Les normes sociales imposées par le patriarcat ont créé des attentes rigides pour les hommes, qui sont souvent encouragés à adopter des comportements agressifs, à réprimer leurs émotions et à se montrer forts et indépendants. Et malheureusement, ces attentes peuvent (et ont) avoir des conséquences négatives pour les hommes eux-mêmes, les enfermant dans des schémas comportementaux toxiques et les empêchant d'exprimer leur souffrance. Lorsqu'un homme ne répond pas aux attentes patriarcales de la masculinité, il risque d'être stigmatisé et exclu socialement. Non uniquement par ses semblables les hommes, mais également par les femmes ; même des femmes qui arrivent à dénoncer le patriarcat. Cette pression pour se conformer aux normes de la masculinité peut se manifester sous forme de dépression et de suicide parce qu’une vie malheureuse attend certain hommes ayant des rêves non conformes au patriarcat. Mais la société patriarcale ne se préoccupe guère du malheur des hommes. Le silence qui entoure la souffrance émotionnelle des hommes dans une société patriarcale crée une culture toxique qui rend difficile pour les hommes d'admettre qu'ils ont besoin d'aide ou de soutien ; par exemple de nombreux hommes n’oseront jamais demander à leur femme un soutien financier, préférant parfois même accumuler les emplois quitte à se tuer la santé. La mort plutôt que renoncer à l’image que la société se fait d’un « vrai homme ». 1/2

Anonyme a dit…
Comment résoudre un tel problème ? Pour moi, il est important que les hommes remettent en question les normes sociales qui les limitent et les empêchent de vivre pleinement leur humanité. Les hommes doivent se rendre compte que leur souffrance émotionnelle est réelle et qu'ils ont le droit d'exprimer leur vulnérabilité sans être jugés. Cela implique de travailler sur soi-même, de se libérer des idées toxiques sur la masculinité et de trouver des moyens d'exprimer ses émotions de manière saine et constructive.

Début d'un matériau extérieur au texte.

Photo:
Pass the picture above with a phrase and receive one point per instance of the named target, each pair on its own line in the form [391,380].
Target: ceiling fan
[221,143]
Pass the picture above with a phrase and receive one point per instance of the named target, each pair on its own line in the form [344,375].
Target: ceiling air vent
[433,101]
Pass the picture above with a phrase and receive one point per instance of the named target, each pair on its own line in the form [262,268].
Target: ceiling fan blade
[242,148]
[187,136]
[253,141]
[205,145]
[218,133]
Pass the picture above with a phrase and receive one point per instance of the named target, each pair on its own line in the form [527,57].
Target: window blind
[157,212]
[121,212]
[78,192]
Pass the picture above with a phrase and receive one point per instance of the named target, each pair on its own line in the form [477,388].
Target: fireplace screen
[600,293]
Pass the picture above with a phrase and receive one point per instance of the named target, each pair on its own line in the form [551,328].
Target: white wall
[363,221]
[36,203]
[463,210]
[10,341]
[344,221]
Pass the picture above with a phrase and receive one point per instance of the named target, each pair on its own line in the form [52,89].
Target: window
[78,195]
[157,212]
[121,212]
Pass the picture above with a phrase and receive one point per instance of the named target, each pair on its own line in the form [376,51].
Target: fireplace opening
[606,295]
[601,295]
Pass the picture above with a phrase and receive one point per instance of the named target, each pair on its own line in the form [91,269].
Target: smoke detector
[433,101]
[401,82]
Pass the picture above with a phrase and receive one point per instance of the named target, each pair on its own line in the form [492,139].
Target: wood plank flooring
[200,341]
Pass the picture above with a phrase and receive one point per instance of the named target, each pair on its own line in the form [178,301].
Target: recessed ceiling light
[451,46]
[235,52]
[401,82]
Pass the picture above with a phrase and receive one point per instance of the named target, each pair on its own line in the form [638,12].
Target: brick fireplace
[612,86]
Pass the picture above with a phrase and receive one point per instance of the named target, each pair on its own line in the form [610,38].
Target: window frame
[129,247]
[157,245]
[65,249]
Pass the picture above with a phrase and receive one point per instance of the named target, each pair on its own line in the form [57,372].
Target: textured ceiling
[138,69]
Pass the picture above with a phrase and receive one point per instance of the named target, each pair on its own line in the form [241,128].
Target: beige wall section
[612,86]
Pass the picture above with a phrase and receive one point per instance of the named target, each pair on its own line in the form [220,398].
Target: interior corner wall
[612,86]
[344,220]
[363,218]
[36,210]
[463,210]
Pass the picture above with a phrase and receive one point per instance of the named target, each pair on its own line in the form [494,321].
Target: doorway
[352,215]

Egalement, les hommes doivent prendre la responsabilité de lutter contre les injustices et les inégalités qui affectent les femmes et les autres minorités. Cela nécessite une remise en question de la domination masculine et de la violence qui en découle, ainsi qu'une prise de conscience des privilèges dont les hommes bénéficient dans une société patriarcale.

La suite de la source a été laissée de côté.